Sinds mei heeft OOZ een Oekraïense School, voor kinderen die gevlucht zijn naar Nederland. Op deze school werkt het net even wat anders dan op een reguliere basisschool.
Op elke groep zijn een Nederlandse en Oekraïense leerkracht samen een duo. Marjon is leerkracht in groep 8. ‘Het is erg leuk om hier te werken. Je begrijpt de kinderen misschien niet altijd, maar toch heb je een band. Taal hoeft geen barrière te zijn. We focussen ons vooral op veel dingen dóen.’
De Oekraïense School is in de meivakantie razendsnel opgezet. Iedereen, van leerkrachten tot leerlingen, was op hetzelfde moment nieuw op de school. ‘Deze school is één groot leerproces voor iedereen, niet alleen voor de kinderen’, vertelt Marjon. ‘Het was in het begin vooral wennen. We waren bezig met ons te ontwikkelen, dag per dag kijken: hoe doen we het morgen? Inmiddels zijn we echt al een team, waarbij we naar elkaar omkijken. De samenwerking met mijn duopartner is fijn en zij spreekt ook goed Engels.’
De duopartner van Marjon is Anastasiia. Zij komt zelf uit Oekraïne, werkte daar al als leerkracht en kon niet wachten om in Nederland ook aan het werk te gaan. ‘Ik was zo enthousiast. Het is heel fijn dat deze kinderen naar school kunnen, dat is belangrijk voor ze.’ De focus ligt vooral op het leren van Nederlands, zodat de kinderen door kunnen stromen naar regulier onderwijs. Hoe de leerlingen het onderwijs ervaren lees je hier op www.ooz.nl.
Lesmethodes
Groep 8 krijgt rekenles volgens een Oekraïense lesmethode, deze is anders dan de Nederlandse. Ze gebruiken daar bijvoorbeeld meer formules en taal in hun rekenmethode. Ruimte voor ontspanning is er ook, in de vorm van lessen drama of tekenen. ‘We zijn vooral bezig met gespreksvaardigheid en oefenen dat heel praktisch. Bijvoorbeeld bij de kapstok alles benoemen: Wat is dit? Wat hangt eraan? Hoeveel jassen hangen er? Welke kleur zijn ze?’
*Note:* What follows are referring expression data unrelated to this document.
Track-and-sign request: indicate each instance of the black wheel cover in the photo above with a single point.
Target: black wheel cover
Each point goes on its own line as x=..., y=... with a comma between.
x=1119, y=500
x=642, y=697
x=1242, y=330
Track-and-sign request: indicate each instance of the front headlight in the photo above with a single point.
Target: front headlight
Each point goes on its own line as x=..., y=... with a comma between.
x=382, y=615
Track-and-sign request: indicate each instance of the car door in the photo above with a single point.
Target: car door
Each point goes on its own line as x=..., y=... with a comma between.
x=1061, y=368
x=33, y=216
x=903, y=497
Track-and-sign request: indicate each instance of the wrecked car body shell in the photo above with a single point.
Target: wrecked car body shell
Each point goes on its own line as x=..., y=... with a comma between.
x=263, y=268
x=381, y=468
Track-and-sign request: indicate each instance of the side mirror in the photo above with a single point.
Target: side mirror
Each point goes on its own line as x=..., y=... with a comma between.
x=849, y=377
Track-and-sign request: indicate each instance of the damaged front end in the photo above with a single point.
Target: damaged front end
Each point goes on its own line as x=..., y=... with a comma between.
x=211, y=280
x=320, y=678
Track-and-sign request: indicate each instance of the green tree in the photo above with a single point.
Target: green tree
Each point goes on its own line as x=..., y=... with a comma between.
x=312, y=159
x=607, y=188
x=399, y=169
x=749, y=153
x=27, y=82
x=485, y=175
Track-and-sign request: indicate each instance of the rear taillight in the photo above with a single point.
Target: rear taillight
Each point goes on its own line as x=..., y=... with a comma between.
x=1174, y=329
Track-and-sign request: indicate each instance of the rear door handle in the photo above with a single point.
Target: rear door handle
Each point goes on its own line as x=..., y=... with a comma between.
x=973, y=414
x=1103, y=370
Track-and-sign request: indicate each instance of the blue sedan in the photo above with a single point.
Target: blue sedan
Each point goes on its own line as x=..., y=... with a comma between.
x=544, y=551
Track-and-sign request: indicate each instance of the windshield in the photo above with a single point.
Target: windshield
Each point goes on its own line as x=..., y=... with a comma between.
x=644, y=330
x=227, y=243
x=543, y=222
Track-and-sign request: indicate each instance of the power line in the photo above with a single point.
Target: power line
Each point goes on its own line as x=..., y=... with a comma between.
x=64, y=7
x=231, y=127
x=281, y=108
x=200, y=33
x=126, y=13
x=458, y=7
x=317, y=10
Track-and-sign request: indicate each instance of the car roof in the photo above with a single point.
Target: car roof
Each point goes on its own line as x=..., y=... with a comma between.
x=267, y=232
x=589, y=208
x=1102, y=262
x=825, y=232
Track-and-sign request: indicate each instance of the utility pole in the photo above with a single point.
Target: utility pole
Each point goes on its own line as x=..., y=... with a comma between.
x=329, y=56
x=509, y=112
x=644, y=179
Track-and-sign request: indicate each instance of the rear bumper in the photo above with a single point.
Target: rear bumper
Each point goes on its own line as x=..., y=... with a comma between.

‘Werken op een vluchtelingenschool is heel erg tof’, vindt Marjon. ‘Je geeft extra betekenis, nog meer dan je normaal al hebt voor kinderen. Het is een feestje wat je elke dag bereikt. Bijvoorbeeld als een leerling kan zeggen: ‘Mijn naam is Maria’, is dat hier extra speciaal.’
Onderbouw
In groep 3/4 vormen de Nederlandse Gina en de Oekraïense Valentyna ook een duo. ‘Ik vind het verrassend leuk om als duo te werken en we hebben een goede klik’, vertelt Gina. ‘We wisten soms niet eens hoeveel kinderen er de volgende dag op school zouden zijn, het veranderde zo snel. Het is echt samen pioneren, dat schept een band.’
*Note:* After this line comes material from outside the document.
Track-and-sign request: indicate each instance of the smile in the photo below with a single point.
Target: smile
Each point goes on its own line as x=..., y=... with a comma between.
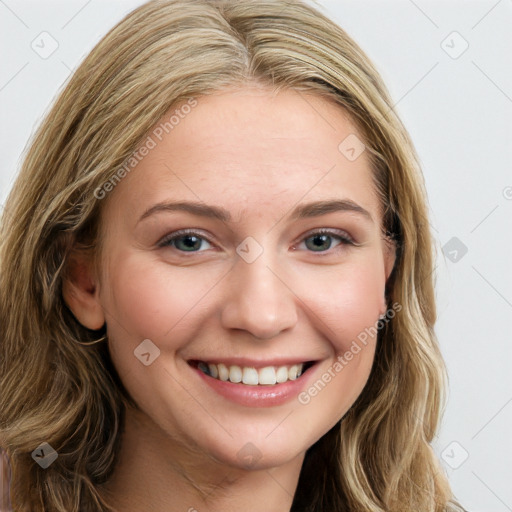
x=250, y=376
Voor de leerlingen is het fijn dat er iemand uit hun eigen land, die hun taal spreekt, voor de klas staat. ‘Valentyna kent de cultuur’, legt Gina uit. ‘Ik wilde bijvoorbeeld een keer iets uitleggen over bloemen en deed drie rozen in een vaas. Maar in Oekraïne staan oneven getallen symbool voor negatieve dingen, en even getallen voor vreugde. Dat wist ik natuurlijk niet.’
‘In het begin lag de focus op het vinden van een ritme. De kinderen moeten zich hier eerst veilig voelen, pas daarna kunnen ze leren. De Oekraïense lesmethodes zijn anders dan de Nederlandse, maar in hoe we de kinderen helpen en benaderen is er veel hetzelfde.’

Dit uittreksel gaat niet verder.